Welcome to the New Year. Enjoy this week's news.

  • We have a little bit of catching up to do with our gratitude, but have to start with our friend Kaid Benfield. I had turned off my computer prior to Christmas through the New Year so I didn't see his "Favorite posts of 2010" piece until this week. Amongst the references to some great columns, he mentioned us as one of his favorite blogs, which is humbling as Kaid is an excellent writer and well-read himself. His kind and generous promotion of our work last year is a big part of why our readership has grown so tremendously. Kaid, thank you.
  • In early December I was interviewed by Paul Dechene of the Prairie Dog Magazine in Regina, Saskatchewan (that's in Canada, eh). We had a great interview and I could tell Paul was a good reporter that really got the subject matter, so I was not surprised when the article turned out excellent. The way he used the quotes to play off each other was very compelling. Take some time and read it - well worth the effort. I have an article on some Canadian controversy sent to me by a friend that I am going to feature in the coming weeks, so look for more concerning our friends to the north.

Marohn has an alternative model that could reduce the long-term costs of development. He argues our current focus on outward growth needs to be chucked for more robust zoning codes that encourage maturing neighbourhoods.

“I’m all about infill,” he says. “But what’s really needed is to mature those neighbourhoods. So when you have a neighbourhood of single-family homes, a good form-based code would, over time, mature those into duplexes or something that would have a higher level use. Where you have duplexes those may be matured into row houses. So, your neighbourhoods are in a constant state of growth.

“It’s a step beyond infill; it’s maturation.”

  • I also had a really nice talk with Riordan Frost of Minnesota 2020 this past week. In his work there he featured our "No Car Left Behind" post in a piece he did centered around airport queues. Minnesota 2020 does some great work. I'm grateful that the people there are adding our stuff to the discussions they are leading.
  • In other works, the National Complete Streets Coalition featured our work and our video Conversation with an Engineer (currently ranked #41 most-watched non-profit video on YouTube) in a piece they wrote in December. An economist writing in the blog The Part Time Epistemologist used our blog as a jumping off point for a broader discussion on cycling. And Lubov Mazur, writing in the Albany Patch, featured our writing in an opinion piece she wrote about how traffic control devices are counterproductive. Good work, all of you - thank you connecting with us.
  • Jim Kunstler had his annual prediction column this week and, as in the past, it was an excellent and provocative read. I'm going to use one of his points to show the concerns we have raised here about the imminent bankruptcy of many of our cities is a viewpoint that can be arrived at irrespective of ideology. As said by Kunstler:

Everybody is worried now about the fate of states, counties, and municipalities.
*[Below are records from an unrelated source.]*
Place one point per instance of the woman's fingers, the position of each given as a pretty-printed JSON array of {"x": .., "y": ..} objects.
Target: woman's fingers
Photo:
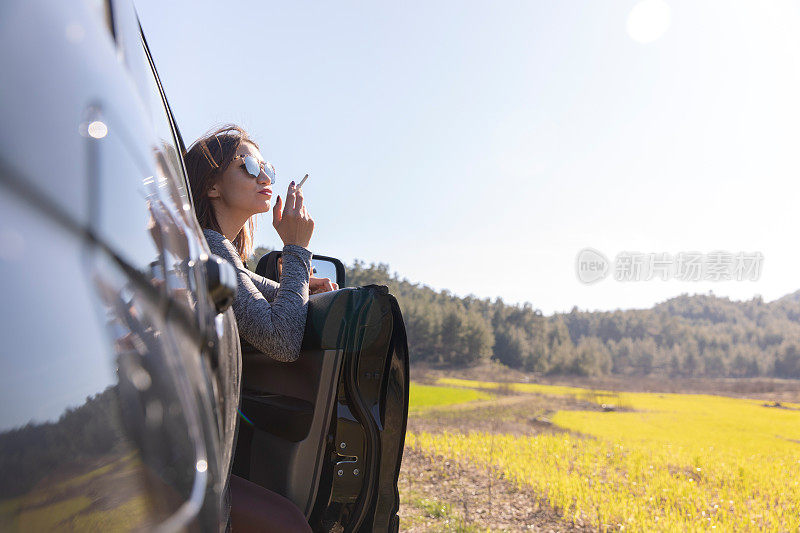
[
  {"x": 276, "y": 213},
  {"x": 291, "y": 198}
]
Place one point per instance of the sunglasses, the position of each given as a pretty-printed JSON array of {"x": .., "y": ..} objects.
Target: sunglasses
[{"x": 254, "y": 167}]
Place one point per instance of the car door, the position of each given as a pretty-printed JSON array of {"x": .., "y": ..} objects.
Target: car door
[
  {"x": 327, "y": 430},
  {"x": 108, "y": 415}
]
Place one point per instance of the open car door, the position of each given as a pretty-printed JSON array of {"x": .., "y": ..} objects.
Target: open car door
[{"x": 327, "y": 430}]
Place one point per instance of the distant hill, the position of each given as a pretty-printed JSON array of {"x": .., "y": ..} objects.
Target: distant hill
[{"x": 688, "y": 336}]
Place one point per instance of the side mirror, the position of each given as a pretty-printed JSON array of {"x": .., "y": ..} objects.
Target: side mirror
[
  {"x": 221, "y": 282},
  {"x": 322, "y": 266}
]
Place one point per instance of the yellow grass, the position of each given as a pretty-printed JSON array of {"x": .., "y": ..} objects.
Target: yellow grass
[{"x": 677, "y": 462}]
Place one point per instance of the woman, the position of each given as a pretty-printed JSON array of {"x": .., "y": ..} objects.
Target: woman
[{"x": 231, "y": 184}]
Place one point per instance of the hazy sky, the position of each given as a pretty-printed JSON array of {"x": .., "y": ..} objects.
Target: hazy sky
[{"x": 479, "y": 146}]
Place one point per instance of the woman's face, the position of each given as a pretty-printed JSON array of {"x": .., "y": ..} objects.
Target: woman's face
[{"x": 239, "y": 193}]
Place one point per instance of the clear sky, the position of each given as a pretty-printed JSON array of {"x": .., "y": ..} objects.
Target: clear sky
[{"x": 479, "y": 146}]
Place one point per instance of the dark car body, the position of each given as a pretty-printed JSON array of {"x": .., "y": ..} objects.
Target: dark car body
[{"x": 122, "y": 371}]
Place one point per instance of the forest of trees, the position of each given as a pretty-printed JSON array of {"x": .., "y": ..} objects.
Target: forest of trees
[{"x": 686, "y": 336}]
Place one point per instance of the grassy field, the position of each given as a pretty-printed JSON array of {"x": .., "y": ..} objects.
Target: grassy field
[{"x": 632, "y": 461}]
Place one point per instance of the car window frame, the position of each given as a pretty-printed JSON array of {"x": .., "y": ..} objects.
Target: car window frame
[{"x": 176, "y": 134}]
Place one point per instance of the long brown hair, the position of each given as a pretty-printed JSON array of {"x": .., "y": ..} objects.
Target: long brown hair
[{"x": 206, "y": 160}]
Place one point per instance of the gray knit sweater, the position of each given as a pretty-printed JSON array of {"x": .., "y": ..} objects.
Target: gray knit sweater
[{"x": 271, "y": 316}]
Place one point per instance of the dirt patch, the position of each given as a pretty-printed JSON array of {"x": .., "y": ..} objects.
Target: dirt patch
[
  {"x": 438, "y": 494},
  {"x": 767, "y": 389},
  {"x": 516, "y": 415}
]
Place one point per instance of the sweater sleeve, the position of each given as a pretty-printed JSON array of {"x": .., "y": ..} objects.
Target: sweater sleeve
[{"x": 275, "y": 328}]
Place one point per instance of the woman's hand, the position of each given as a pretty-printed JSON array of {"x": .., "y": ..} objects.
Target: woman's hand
[
  {"x": 320, "y": 285},
  {"x": 292, "y": 222}
]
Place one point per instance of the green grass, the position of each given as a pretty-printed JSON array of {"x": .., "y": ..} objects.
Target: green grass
[{"x": 426, "y": 396}]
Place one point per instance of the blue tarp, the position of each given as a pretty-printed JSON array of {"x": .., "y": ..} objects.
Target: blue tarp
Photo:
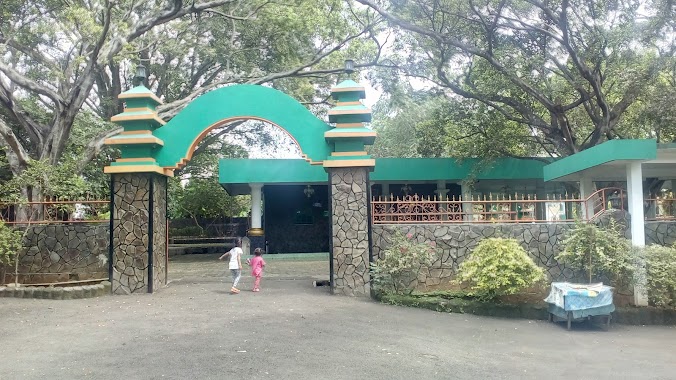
[{"x": 580, "y": 299}]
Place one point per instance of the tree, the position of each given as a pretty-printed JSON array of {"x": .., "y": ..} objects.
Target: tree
[
  {"x": 62, "y": 58},
  {"x": 565, "y": 72},
  {"x": 196, "y": 193}
]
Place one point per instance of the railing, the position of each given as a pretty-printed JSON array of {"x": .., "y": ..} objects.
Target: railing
[
  {"x": 661, "y": 208},
  {"x": 54, "y": 211},
  {"x": 495, "y": 208}
]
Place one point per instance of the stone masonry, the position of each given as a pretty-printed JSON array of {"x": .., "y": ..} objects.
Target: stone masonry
[
  {"x": 349, "y": 204},
  {"x": 134, "y": 195},
  {"x": 63, "y": 252},
  {"x": 542, "y": 241},
  {"x": 456, "y": 242}
]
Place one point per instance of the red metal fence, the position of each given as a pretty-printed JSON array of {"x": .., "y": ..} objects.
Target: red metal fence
[{"x": 517, "y": 208}]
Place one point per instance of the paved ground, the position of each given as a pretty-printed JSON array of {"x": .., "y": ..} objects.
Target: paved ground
[{"x": 195, "y": 330}]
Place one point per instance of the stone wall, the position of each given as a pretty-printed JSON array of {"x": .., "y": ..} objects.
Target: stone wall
[
  {"x": 135, "y": 197},
  {"x": 541, "y": 241},
  {"x": 349, "y": 205},
  {"x": 63, "y": 252},
  {"x": 456, "y": 242}
]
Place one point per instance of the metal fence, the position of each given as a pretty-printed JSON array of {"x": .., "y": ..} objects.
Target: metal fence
[
  {"x": 661, "y": 208},
  {"x": 54, "y": 210},
  {"x": 517, "y": 208}
]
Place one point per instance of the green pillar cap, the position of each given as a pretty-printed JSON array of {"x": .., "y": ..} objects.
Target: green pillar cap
[
  {"x": 349, "y": 135},
  {"x": 136, "y": 142}
]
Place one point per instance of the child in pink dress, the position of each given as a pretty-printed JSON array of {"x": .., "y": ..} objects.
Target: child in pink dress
[{"x": 257, "y": 264}]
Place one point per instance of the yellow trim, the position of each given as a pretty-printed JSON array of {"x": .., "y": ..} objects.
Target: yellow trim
[
  {"x": 137, "y": 169},
  {"x": 143, "y": 159},
  {"x": 140, "y": 140},
  {"x": 348, "y": 89},
  {"x": 138, "y": 109},
  {"x": 123, "y": 117},
  {"x": 139, "y": 132},
  {"x": 342, "y": 154},
  {"x": 188, "y": 155},
  {"x": 350, "y": 112},
  {"x": 349, "y": 125},
  {"x": 141, "y": 95},
  {"x": 349, "y": 163},
  {"x": 349, "y": 134}
]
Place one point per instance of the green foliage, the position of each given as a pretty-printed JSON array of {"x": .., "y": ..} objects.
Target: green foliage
[
  {"x": 661, "y": 275},
  {"x": 204, "y": 198},
  {"x": 598, "y": 252},
  {"x": 396, "y": 271},
  {"x": 10, "y": 242},
  {"x": 48, "y": 180},
  {"x": 525, "y": 88},
  {"x": 499, "y": 266}
]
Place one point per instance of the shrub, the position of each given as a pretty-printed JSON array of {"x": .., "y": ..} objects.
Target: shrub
[
  {"x": 401, "y": 263},
  {"x": 499, "y": 266},
  {"x": 661, "y": 275},
  {"x": 597, "y": 252}
]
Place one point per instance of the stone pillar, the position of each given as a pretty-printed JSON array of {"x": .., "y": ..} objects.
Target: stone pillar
[
  {"x": 386, "y": 191},
  {"x": 466, "y": 196},
  {"x": 586, "y": 190},
  {"x": 635, "y": 194},
  {"x": 139, "y": 232},
  {"x": 256, "y": 233},
  {"x": 349, "y": 205}
]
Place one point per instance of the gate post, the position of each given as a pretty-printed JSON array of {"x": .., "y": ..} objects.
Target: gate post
[
  {"x": 349, "y": 205},
  {"x": 139, "y": 220},
  {"x": 348, "y": 168},
  {"x": 138, "y": 215}
]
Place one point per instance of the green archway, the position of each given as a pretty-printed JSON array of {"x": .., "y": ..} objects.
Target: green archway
[
  {"x": 151, "y": 149},
  {"x": 147, "y": 140},
  {"x": 213, "y": 109}
]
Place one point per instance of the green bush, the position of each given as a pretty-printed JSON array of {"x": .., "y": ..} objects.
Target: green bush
[
  {"x": 597, "y": 252},
  {"x": 499, "y": 266},
  {"x": 10, "y": 243},
  {"x": 401, "y": 262},
  {"x": 661, "y": 275}
]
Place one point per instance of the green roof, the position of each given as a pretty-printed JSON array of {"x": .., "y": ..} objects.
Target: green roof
[
  {"x": 348, "y": 83},
  {"x": 613, "y": 150},
  {"x": 236, "y": 174},
  {"x": 138, "y": 90}
]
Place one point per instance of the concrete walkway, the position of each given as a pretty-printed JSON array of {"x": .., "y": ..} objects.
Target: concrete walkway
[{"x": 194, "y": 329}]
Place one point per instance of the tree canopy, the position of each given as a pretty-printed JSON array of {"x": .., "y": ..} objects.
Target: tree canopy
[
  {"x": 64, "y": 60},
  {"x": 560, "y": 75}
]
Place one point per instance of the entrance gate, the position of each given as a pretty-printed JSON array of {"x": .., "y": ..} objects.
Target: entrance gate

Just about all of them are broke one way or another. A state and muni bond bail-out would only send interest rates to the moon, meaning the absolute end to lending and servicing of existing debt and, well, really all business as usual. I don't think it can happen. It will be interesting to see what does happen to states and localities if left to dangle slowly slowly in the wind. If they can be induced into some kind of real bankruptcies they'll get rid of a lot of dead weight - which will, very unfortunately, also mean lost jobs, incomes, and homes, since so many people are on a government payroll of one kind or another - but how else do you get out from under unendurable promises to pay for people to play golf?

  • On the same day we heard that from Kunstler, we got more of the same from the other side of the political spectrum in Pat Buchanan. In his column, "Is a bond crisis inevitable?", Buchanan looks at the situation in the Euro and compares it to our collection of states, finding some eerie similarities.

How does the Fed prevent a series of municipal bond defaults by cities and counties that lack the tax revenue to pay their bills and whose credit rating has reached a junk-bond status where they can no longer borrow?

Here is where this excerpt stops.